How in the world are companies supposed to streamline risk factor disclosures when they are constantly faced with new problems and dilemmas, many of which affect the bottom line?

An argument against the Securities and Exchange Commission’s controversial “pay ratio” rule is that it is yet another example of activist campaigns wedging into a disclosure regime that, ideally, is predicated upon materiality.

The argument—and it is a good one—is that SEC rulemaking should focus on materiality through the eyes of an average investor. Drawing that line is often easier said than done. The “conflict minerals” rule—mandated supply chain due diligence for certain materials mined in the war-torn Congo—is often bemoaned as a political matter that similarly found its way into the regime. That rule, however, raises an interesting argument in terms of risk. Proponents, and it isn’t easy to argue with the logic, pitch the effort as one that does resonate with some investors. A supply chain at risk in a politically unstable region could indeed have a negative drag on company operations.

Of course, most merely want to further their cause with a “name and shame” strategy to bend corporate policies to their ideal. Nevertheless, at least there is a debate to be had.

The argument is a lot harder to make for the pay ratio rule, a requirement to disclose CEO pay as a ratio to the pay of a company’s median employee. Companies will begin reporting the data for tax years beginning in January 2017.

The rule, fueled by public outrage over massive executive pay packages, is a godsend for both the media and union negotiators. But is the information material? It may not be, by a strict and traditional definition, but it is a lot closer now.

On Dec. 7, Portland, Ore., became the first state to, quoting a press release, “use the tax code to address the phenomenon of outrageous CEO pay.” The City Council passed an ordinance, sponsored by City Commissioner Steve Novick, that requires publicly traded corporations to pay a surtax if they pay their CEO more than 100 times their median worker.

“When I first read about the idea of applying a higher tax rate to companies with extreme ratios of CEO pay to typical worker pay, I thought it was a fascinating idea—the closest thing I’d seen to a tax on inequality itself,” Novick said in a statement.
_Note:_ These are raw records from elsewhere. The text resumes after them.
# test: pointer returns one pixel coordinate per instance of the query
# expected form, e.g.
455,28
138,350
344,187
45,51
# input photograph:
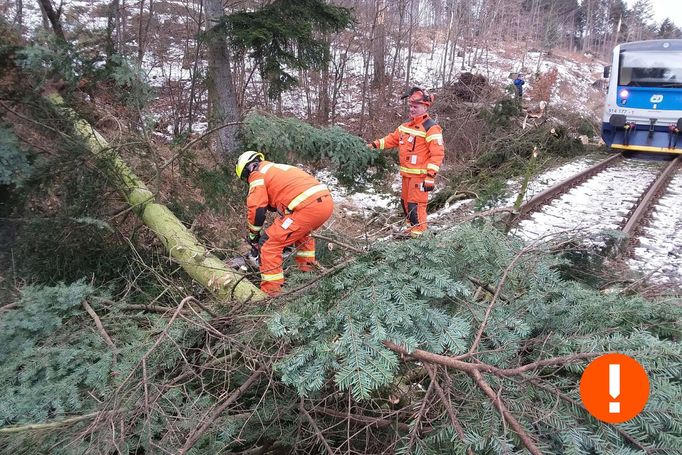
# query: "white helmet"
246,158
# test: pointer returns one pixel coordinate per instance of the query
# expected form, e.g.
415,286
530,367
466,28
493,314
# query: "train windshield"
650,69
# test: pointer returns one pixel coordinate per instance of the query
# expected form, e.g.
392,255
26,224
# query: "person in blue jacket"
518,84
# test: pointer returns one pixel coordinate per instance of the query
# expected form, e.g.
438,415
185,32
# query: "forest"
125,326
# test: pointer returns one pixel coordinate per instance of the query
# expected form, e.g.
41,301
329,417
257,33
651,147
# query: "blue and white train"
643,110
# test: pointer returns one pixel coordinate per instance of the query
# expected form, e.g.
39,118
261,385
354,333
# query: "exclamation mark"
614,387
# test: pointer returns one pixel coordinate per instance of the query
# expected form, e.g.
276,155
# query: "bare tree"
221,90
53,16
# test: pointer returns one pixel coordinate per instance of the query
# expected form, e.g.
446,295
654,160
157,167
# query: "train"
643,108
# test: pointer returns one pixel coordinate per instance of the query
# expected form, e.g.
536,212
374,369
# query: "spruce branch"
445,401
52,425
100,328
568,399
369,421
498,291
418,418
516,426
316,429
194,436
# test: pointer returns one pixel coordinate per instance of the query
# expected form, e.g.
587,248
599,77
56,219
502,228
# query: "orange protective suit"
421,151
303,204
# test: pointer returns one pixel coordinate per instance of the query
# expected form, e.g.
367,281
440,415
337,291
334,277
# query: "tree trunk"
379,45
19,18
112,27
181,244
409,47
143,29
54,17
195,70
323,99
220,85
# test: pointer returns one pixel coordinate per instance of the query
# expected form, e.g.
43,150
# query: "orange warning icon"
614,388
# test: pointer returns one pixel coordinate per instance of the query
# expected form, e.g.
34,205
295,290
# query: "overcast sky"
665,8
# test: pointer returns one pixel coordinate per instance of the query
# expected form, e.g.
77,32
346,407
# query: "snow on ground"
547,179
599,204
363,203
659,252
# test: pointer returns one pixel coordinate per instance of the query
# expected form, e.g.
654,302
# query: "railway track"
637,197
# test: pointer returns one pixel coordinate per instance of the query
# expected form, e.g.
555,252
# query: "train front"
643,110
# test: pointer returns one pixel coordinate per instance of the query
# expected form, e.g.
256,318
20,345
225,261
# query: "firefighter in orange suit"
421,151
303,205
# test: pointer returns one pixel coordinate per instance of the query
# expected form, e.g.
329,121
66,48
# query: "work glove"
253,238
429,183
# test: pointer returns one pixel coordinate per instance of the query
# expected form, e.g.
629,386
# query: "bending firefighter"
421,151
302,203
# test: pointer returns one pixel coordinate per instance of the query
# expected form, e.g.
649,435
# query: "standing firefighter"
302,203
518,85
420,150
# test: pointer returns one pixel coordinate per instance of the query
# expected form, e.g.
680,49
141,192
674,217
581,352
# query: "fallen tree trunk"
182,245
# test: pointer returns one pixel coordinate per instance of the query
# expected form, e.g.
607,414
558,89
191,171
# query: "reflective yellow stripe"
272,277
645,148
257,182
305,195
407,130
409,170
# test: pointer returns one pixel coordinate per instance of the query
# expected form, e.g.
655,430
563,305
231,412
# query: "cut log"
180,243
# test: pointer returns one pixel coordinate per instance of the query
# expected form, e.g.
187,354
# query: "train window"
650,69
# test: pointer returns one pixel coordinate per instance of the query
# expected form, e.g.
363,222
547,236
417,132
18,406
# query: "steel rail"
551,192
652,194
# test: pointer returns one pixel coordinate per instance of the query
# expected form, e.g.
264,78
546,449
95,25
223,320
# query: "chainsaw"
251,261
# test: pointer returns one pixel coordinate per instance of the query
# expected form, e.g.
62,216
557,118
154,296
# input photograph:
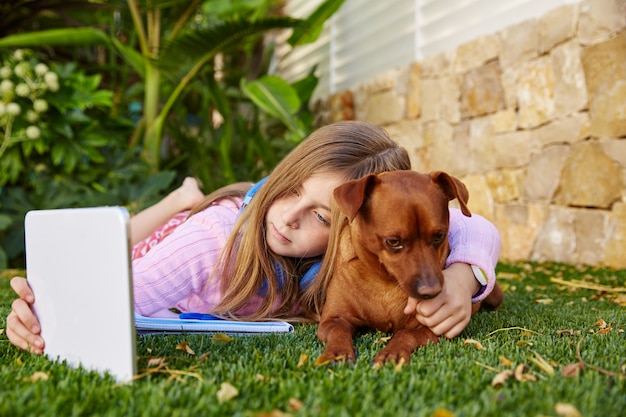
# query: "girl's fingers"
22,289
21,337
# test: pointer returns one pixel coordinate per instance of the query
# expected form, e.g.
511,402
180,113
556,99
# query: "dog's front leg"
337,332
403,343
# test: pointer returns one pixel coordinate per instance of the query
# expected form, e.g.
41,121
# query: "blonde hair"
351,149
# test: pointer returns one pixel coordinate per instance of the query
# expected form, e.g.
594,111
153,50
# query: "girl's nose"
291,216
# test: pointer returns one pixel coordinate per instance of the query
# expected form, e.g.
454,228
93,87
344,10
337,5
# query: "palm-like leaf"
191,50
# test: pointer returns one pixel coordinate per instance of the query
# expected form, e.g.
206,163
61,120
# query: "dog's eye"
393,243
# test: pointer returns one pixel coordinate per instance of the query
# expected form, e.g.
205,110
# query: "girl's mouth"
279,235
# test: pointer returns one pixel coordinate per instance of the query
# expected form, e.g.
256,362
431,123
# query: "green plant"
173,49
562,347
78,154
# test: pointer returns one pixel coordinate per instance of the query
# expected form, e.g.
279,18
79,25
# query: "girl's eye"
322,219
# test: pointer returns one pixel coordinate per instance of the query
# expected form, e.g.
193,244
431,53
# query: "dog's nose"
428,291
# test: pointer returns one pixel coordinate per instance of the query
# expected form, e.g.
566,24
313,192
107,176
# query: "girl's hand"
449,312
23,328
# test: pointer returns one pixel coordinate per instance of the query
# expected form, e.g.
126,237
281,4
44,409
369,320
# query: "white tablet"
78,265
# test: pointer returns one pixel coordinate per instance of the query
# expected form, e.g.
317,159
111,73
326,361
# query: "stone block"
384,108
590,178
535,93
450,93
460,161
409,135
431,99
605,72
439,64
505,185
482,145
476,53
519,226
570,89
556,240
512,150
544,173
480,198
616,149
519,43
590,227
615,247
557,26
505,121
571,129
600,19
481,91
439,136
414,93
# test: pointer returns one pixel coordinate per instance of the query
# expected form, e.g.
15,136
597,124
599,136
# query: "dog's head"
399,223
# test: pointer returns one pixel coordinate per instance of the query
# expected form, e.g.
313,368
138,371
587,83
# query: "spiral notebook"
78,266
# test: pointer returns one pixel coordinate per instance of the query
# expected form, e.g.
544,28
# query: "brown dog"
394,245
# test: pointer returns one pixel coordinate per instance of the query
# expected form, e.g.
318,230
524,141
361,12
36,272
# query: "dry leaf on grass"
274,413
304,358
294,405
154,362
521,375
221,337
566,410
543,364
226,392
474,343
500,379
38,376
504,361
185,347
572,370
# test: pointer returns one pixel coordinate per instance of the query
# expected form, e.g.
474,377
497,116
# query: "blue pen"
198,316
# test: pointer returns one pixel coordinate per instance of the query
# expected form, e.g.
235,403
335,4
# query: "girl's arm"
174,273
473,241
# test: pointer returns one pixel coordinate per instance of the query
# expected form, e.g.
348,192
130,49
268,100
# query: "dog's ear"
453,188
351,195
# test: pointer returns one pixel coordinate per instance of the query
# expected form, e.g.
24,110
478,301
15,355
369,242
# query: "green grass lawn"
562,347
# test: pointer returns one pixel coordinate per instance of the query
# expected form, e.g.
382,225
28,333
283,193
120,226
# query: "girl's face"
297,224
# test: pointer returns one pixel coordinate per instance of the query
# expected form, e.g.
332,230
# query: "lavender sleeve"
174,273
476,241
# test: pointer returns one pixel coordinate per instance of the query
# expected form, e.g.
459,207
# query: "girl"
255,253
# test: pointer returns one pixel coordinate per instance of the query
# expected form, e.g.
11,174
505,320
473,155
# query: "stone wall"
532,119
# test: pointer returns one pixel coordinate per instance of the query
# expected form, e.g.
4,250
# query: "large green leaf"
276,97
187,52
314,23
56,37
134,58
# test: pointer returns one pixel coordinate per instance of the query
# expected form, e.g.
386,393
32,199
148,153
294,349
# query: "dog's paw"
396,357
333,356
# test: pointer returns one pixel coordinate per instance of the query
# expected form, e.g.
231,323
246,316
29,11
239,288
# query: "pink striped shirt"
174,272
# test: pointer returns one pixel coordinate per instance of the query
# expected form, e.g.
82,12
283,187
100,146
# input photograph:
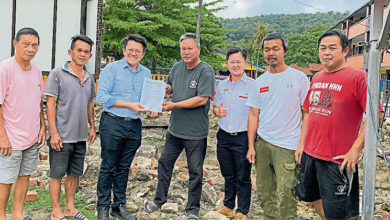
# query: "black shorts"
320,179
69,161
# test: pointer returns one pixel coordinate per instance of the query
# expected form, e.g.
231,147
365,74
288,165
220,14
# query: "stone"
90,207
32,182
212,181
41,183
132,207
43,156
170,208
142,175
153,173
31,196
148,151
253,181
182,176
209,194
181,163
153,162
205,172
133,170
213,215
221,195
142,162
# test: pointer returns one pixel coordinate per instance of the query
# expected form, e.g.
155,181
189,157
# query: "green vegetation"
161,22
284,23
43,203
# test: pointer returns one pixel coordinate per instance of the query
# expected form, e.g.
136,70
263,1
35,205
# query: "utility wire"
367,46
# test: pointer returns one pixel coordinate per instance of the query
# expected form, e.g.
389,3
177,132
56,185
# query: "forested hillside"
285,23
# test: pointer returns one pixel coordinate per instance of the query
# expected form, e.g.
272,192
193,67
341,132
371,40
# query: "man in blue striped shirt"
120,87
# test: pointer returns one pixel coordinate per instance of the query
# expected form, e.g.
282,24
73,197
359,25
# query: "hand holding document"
152,96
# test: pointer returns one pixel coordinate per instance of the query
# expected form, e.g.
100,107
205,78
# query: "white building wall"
6,27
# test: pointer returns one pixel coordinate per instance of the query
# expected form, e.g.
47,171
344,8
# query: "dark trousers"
235,168
120,140
195,152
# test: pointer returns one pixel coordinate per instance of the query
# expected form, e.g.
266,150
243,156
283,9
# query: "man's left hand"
41,136
153,114
350,159
167,106
91,135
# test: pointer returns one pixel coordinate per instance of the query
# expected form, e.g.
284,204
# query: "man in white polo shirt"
275,113
22,126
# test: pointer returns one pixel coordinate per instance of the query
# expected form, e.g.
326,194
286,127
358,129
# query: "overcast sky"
249,8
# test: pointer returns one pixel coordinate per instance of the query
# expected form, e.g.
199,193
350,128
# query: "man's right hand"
5,146
55,141
298,153
136,107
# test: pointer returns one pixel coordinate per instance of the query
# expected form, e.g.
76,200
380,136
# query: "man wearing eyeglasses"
119,90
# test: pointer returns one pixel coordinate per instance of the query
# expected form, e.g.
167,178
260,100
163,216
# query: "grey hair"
190,36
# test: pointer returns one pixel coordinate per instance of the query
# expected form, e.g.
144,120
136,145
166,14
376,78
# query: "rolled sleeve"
93,88
305,88
253,98
206,83
52,85
106,82
217,99
4,83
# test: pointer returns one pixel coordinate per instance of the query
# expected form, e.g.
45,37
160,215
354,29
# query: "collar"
66,68
124,65
244,78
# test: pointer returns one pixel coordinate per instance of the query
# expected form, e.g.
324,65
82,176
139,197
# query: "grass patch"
43,203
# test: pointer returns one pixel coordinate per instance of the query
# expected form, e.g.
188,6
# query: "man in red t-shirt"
330,141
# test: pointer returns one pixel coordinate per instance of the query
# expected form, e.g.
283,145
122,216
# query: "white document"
152,96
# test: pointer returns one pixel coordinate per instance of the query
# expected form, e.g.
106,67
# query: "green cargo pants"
276,176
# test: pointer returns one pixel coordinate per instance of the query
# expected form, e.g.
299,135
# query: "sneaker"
240,216
122,213
226,211
103,213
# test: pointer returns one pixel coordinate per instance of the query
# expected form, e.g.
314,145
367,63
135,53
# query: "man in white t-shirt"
275,114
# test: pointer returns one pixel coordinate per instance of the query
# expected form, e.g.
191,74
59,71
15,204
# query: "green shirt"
190,123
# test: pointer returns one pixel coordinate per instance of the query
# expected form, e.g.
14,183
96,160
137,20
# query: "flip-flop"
152,206
78,216
192,217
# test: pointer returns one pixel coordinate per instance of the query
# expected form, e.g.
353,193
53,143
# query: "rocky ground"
143,179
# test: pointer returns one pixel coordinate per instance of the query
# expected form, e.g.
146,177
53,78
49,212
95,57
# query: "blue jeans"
195,152
120,140
236,169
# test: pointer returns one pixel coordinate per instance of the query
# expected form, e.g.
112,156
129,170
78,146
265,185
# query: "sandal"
192,217
152,206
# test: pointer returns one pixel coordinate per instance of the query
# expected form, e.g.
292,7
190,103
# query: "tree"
199,22
250,43
161,22
303,47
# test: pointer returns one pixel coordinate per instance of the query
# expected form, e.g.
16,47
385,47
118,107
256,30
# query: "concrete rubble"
143,177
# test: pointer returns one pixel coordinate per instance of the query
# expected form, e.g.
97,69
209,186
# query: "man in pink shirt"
22,127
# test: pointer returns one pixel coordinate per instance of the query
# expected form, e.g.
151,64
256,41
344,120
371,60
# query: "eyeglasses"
131,51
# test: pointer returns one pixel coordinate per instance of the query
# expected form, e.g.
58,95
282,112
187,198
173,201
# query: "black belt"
122,118
234,133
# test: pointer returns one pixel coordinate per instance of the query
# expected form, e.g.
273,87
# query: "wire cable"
367,46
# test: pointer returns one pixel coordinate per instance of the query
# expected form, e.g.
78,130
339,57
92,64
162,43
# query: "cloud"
239,8
249,8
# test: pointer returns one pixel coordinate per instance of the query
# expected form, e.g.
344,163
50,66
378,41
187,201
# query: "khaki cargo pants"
276,177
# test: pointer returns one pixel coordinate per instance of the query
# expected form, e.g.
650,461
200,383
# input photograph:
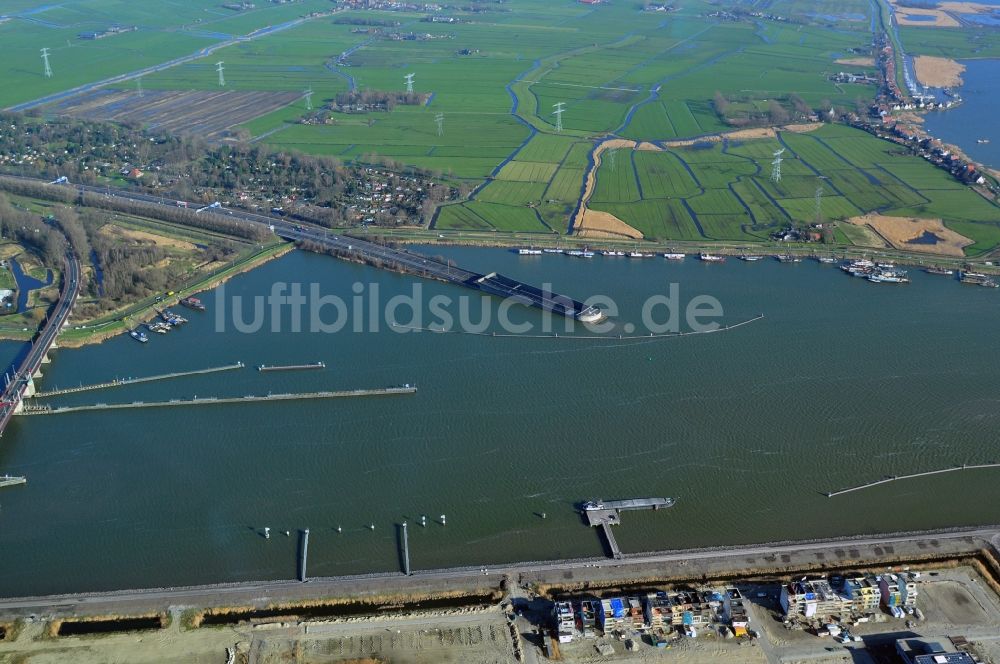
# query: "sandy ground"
967,7
954,602
899,231
480,637
941,19
146,237
746,134
857,62
603,225
938,72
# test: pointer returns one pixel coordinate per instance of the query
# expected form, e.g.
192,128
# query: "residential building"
812,598
735,612
865,594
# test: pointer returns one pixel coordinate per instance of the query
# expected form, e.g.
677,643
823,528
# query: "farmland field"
490,86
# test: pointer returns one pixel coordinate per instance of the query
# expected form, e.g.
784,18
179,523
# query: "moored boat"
193,303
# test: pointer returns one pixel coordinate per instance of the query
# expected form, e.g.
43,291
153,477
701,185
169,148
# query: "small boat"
887,278
193,303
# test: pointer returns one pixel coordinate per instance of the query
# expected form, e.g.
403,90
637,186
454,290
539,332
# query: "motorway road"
965,540
14,392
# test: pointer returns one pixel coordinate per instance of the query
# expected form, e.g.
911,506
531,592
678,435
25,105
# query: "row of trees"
188,168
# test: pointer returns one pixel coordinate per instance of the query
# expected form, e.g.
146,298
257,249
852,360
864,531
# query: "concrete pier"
606,513
303,559
406,550
886,480
615,550
133,381
206,401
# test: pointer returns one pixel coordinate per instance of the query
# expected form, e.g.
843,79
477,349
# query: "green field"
724,190
496,75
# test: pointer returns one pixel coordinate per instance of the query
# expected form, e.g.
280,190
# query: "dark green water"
842,382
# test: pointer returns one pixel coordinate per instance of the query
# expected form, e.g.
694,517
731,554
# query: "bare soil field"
746,134
605,226
208,114
939,17
938,72
602,225
143,237
929,236
857,62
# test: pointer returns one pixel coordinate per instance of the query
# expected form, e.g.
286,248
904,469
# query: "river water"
975,118
843,382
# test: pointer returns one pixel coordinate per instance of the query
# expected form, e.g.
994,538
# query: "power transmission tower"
45,59
558,113
776,166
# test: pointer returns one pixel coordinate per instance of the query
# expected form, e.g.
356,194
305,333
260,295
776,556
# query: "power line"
776,166
558,113
45,59
819,201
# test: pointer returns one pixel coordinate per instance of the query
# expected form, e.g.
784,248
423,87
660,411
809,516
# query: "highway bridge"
18,384
372,252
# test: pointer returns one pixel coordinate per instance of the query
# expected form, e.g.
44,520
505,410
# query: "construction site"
698,608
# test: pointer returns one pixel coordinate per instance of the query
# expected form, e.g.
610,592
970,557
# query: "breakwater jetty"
894,478
118,382
291,367
606,513
208,401
10,480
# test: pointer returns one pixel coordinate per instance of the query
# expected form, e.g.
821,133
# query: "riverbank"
113,324
720,563
494,240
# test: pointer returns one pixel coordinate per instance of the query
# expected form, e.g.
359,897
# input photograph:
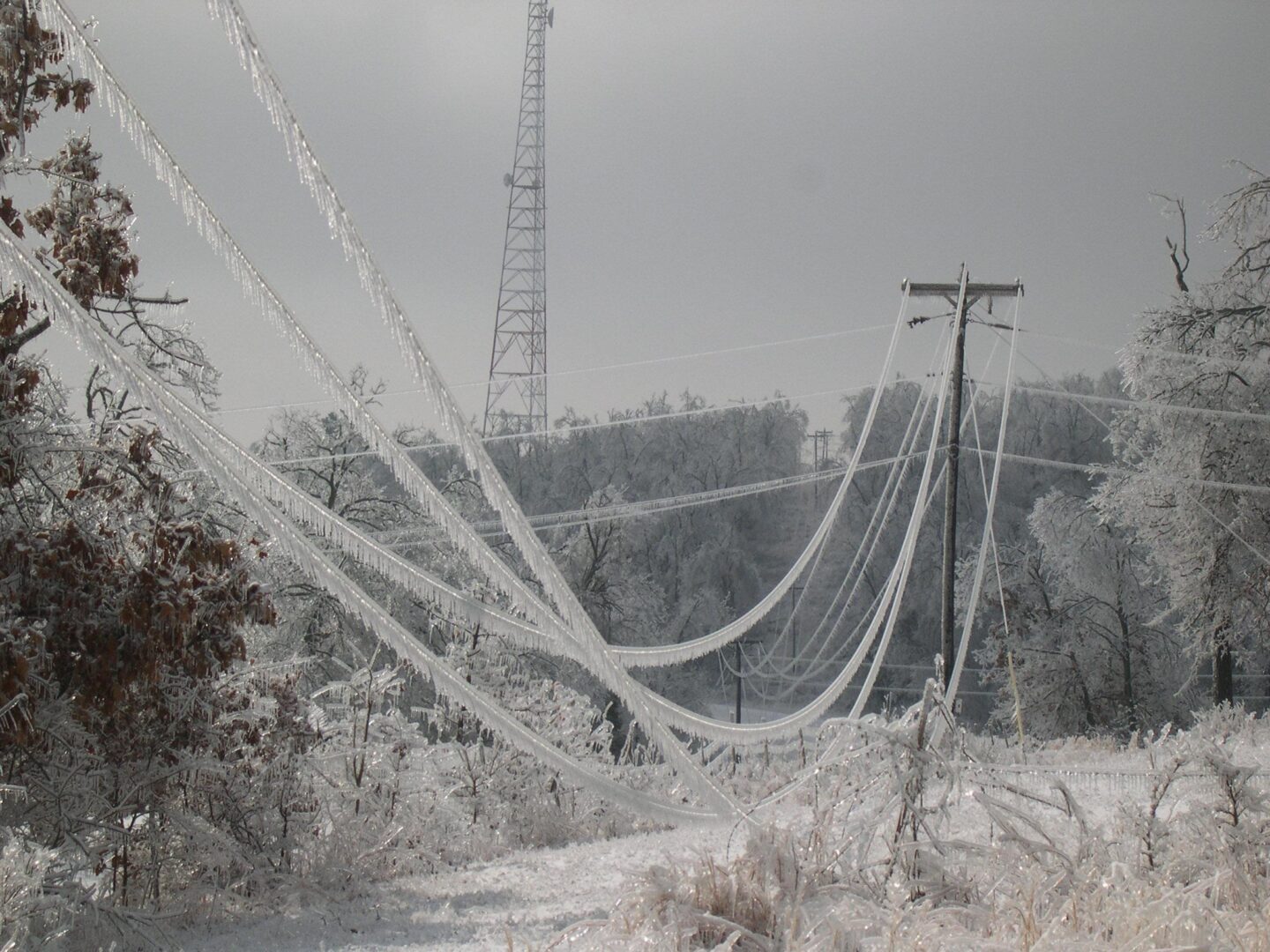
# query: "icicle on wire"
863,554
314,175
963,648
597,657
190,428
265,300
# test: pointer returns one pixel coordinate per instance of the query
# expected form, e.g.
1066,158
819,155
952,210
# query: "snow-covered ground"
519,902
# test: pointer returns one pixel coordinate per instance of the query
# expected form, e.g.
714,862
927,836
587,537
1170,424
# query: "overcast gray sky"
719,175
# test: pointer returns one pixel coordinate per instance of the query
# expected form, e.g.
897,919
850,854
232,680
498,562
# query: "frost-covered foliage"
1085,643
964,843
1206,352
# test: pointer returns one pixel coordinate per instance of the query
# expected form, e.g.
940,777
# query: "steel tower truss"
516,398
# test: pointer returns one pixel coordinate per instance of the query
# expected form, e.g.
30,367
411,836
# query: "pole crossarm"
926,288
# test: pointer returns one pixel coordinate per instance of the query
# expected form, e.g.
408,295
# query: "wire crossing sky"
723,175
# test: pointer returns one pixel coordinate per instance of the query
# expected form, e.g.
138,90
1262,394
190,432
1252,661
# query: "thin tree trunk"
1223,669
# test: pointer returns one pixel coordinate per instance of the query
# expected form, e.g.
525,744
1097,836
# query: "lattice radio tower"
516,398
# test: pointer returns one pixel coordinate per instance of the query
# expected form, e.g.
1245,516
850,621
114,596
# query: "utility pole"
963,296
796,591
819,456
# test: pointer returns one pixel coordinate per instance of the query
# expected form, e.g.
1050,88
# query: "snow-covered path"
519,902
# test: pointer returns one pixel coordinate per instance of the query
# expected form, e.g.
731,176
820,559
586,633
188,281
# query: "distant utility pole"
963,296
819,457
516,398
796,593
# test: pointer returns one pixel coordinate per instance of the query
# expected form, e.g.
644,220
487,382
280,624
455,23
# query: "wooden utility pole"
963,296
819,456
796,593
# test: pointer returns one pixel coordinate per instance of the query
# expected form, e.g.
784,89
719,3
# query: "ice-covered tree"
1199,437
1082,628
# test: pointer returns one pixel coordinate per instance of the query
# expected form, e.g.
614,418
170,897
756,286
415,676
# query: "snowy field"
1081,844
521,902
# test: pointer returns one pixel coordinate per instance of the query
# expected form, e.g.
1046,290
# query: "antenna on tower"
516,398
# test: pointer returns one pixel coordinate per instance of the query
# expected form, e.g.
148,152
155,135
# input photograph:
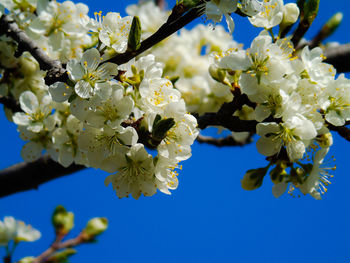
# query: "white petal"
31,151
60,91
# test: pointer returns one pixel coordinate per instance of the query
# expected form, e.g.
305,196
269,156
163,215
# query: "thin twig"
339,57
10,103
26,176
55,70
341,130
174,24
58,245
221,142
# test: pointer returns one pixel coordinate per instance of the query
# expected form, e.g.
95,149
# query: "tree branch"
55,70
339,57
10,103
341,130
26,176
221,142
175,22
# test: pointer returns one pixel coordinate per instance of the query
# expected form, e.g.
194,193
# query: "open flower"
135,173
91,78
36,115
315,184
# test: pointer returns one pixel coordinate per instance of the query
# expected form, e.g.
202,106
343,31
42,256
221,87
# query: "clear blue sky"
209,218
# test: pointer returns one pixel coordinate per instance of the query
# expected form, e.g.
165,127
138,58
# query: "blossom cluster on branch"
137,120
13,231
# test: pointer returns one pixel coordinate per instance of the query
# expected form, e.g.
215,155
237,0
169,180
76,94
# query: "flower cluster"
296,96
136,120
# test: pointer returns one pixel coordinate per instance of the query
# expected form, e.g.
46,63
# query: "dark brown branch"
221,142
341,130
26,176
175,22
10,103
339,57
55,70
224,117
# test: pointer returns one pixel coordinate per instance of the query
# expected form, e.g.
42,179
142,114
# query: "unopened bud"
135,34
332,24
290,14
62,220
278,172
311,10
28,64
216,73
325,140
62,256
96,226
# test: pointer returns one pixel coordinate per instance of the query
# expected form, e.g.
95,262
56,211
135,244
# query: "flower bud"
28,64
325,140
332,24
216,73
62,220
62,256
135,34
96,226
278,172
290,14
253,178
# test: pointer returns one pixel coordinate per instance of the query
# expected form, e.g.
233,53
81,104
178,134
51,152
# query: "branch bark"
10,103
221,142
26,176
177,20
54,67
339,57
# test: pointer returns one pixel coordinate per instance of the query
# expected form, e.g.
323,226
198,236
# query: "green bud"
332,24
95,226
174,79
311,10
217,74
72,97
27,260
62,220
253,178
278,172
62,256
325,140
134,40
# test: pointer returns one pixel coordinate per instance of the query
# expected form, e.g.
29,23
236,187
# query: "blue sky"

He added: “Extreme economic inequality is—next to global warming—the biggest problem we have in our society. The top 1 percent and, especially, the top one-tenth of one percent, have a far larger share of wealth and income than they did forty years ago.”

The surtax is expected to generate an estimated $2.5 million to $3.5 million per year. Portland’s Revenue Bureau has identified more than 500 publicly traded firms that do business in the city and therefore will be subject to the tax if their CEO-worker pay ratios are above 100-to-1. The list includes major corporations “known for sky-high CEO pay,” as the press release puts it, including Wells Fargo, Walmart, and General Electric.

Portland will base its tax on SEC filings (no word yet on what will happen if the Trump Administration pushes through a repeal).

They say that elections have consequences; so do regulations. In the case of the pay ratio rule, the development in Portland is a bad scenario made worse in the eyes of many CEOs and their teams.

They say that elections have consequences; so do regulations. In the case of the pay ratio rule, the development in Portland is a bad scenario made worse in the eyes of many CEOs and their teams.

Oh yeah, it may get worse. California, New Jersey, and Rhode Island are among the states considering a similar idea. The former state took a unique approach to the issue with a bill that failed to pass: It proposed tax breaks for companies where the CEO was paid less than 100 times above the median worker. Carrot, meet stick.

Although not based on the SEC’s pay ratio data, Philadelphia and Columbus, OH, are among cities that impose business-income taxes.

We may never see a similar demand in “red” states like Texas, but don’t be surprised if executive pay-based taxes catch on in many other states and municipalities across the nation.

Brace yourself. The tax debate has also gone national.

Congressman Mark DeSaulnier (D-Calif.) has introduced the “CEO Accountability and Responsibility Act,” a bill that would adjust the income tax rate of publicly traded corporations based on the ratio of compensation of their highest paid employee to the median compensation of all employees.

The proposed formula includes tax rate discounts for low pay ratios, escalating up to a 3 percent corporate surtax for ratios exceeding 400-to-1.

The good news for companies, maybe, is that executive pay may not be as outsized as critics claim (although dipping below the 100-to-1 ratio may not be common).

A September study by the global business consultancy Mercer found that CEO-to-median-employee pay ratios are expected to be less than 200-to-1 at the majority of surveyed companies that have already estimated a ratio. These estimates are lower than the 300-to-1 ratios frequently publicized by supporters of the SEC’s pay ratio rule.

“While the ratio may still seem significant to some, it is not as high as many might think,” says Gregg Passin, senior partner and North America leader of Mercer’s executive rewards business. “Supporters of pay ratio disclosure that hope it will pressure companies to reduce CEO pay may be disappointed to learn that banking/financial services companies, often criticized for excessive pay, have lower ratios than most other industries.”

The big picture, beyond the pay ratio rule itself, is that “name and shame” campaigns are no longer going to be limited to, or focused on, reputational risk alone. The new target looks like it might be your bottom line.